Close-up of a pen on stock price chart
Close-up of a pen on stock price chart

The major focus of the session will be Fed Chairman Ben Bernanke’s speech at the annual Jackson Hole meeting.

Bernanke, who will speak at 16:00 CET, will be the main focus of markets as investors wait to see if he will indicate the Fed is ready to use more unconventional measures to try and kick start the economy.

On Thursday Federal Reserve Bank of Kansas City President Thomas Hoenig told CNBC that he does not believe a third round of quantitative easing is a good idea.

"I was not in favour of QE2, so it would be inconsistent on my part for me (to think) QE3 would be a good idea," Hoenig said in an interview with Steve Liesman.

Hoenig also made clear he is not in favour of the decision to promise low rates for an extended period.

CNBC will speak to Charles Plosser, the President of the Philadelphia Fed at 14:00 CET.

Economist Nouriel Roubini believes QE3 is coming, no matter what Bernanke says today.

In an interview with CNBC he said policy makers are running out of options.

"The reality is that we are headed toward a recession and we are running out of policy bullets," Roubini told CNBC in an interview.

"One of the few policy bullets left is more monetary policy easing or quantitative easing."
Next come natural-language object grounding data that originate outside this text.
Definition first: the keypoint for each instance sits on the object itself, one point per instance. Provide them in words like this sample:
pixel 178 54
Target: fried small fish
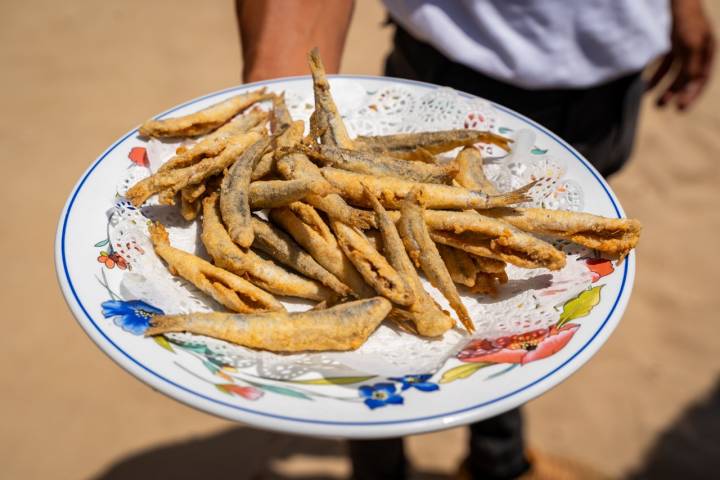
pixel 373 267
pixel 425 254
pixel 263 273
pixel 378 164
pixel 391 192
pixel 278 193
pixel 326 117
pixel 297 165
pixel 175 180
pixel 342 327
pixel 425 314
pixel 234 198
pixel 412 145
pixel 311 232
pixel 460 264
pixel 470 172
pixel 278 245
pixel 226 288
pixel 189 208
pixel 211 145
pixel 204 121
pixel 489 237
pixel 613 236
pixel 289 133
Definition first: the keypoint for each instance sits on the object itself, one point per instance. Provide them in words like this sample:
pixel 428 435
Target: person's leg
pixel 600 122
pixel 378 459
pixel 497 447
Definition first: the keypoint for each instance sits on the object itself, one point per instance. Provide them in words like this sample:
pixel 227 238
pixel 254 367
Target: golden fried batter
pixel 311 232
pixel 278 245
pixel 613 236
pixel 204 121
pixel 426 315
pixel 278 193
pixel 176 179
pixel 248 264
pixel 424 253
pixel 226 288
pixel 234 199
pixel 342 327
pixel 391 192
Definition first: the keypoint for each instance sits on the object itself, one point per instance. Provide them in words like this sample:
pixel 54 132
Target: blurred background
pixel 77 75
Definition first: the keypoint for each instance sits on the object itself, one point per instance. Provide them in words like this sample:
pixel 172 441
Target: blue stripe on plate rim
pixel 447 415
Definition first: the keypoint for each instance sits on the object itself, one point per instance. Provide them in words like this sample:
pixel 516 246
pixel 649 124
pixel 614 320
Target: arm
pixel 687 67
pixel 277 34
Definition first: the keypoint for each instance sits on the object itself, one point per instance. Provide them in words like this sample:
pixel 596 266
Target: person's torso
pixel 542 43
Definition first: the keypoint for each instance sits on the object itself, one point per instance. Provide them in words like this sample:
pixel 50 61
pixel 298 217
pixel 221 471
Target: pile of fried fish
pixel 348 223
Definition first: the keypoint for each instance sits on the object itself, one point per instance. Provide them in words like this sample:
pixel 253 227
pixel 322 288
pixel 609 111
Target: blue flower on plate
pixel 380 394
pixel 417 381
pixel 132 315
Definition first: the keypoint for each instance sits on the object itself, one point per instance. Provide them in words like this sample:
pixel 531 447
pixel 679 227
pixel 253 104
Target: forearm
pixel 277 34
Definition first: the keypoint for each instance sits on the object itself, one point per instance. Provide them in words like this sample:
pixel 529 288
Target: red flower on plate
pixel 599 267
pixel 522 348
pixel 249 393
pixel 138 155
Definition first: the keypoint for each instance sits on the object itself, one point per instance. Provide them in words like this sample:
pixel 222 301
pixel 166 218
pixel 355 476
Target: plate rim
pixel 366 429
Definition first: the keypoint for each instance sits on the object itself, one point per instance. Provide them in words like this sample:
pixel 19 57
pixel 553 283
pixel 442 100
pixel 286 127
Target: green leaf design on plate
pixel 211 366
pixel 580 306
pixel 463 371
pixel 284 391
pixel 332 380
pixel 197 348
pixel 162 341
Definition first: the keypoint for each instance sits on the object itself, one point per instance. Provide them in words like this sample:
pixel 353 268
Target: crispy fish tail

Late on Thursday regulators Spain, Italy, France and Belgium extended the short selling ban, saying that it was still necessary to calm market volatility.

The head of a leading hedge fund lobby group said the ban , aimed at curbing short-sellers, was misguided.

"Short-selling was not the reason bank share prices were under pressure and banning it has not relieved that pressure," said Andrew Baker, chief executive of the Alternative Investment Management Association in an interview with Reuters.

In Spain in the early hours the government put out a statement saying the main opposition party had agreed to add limits to public deficits and debt to the constitution.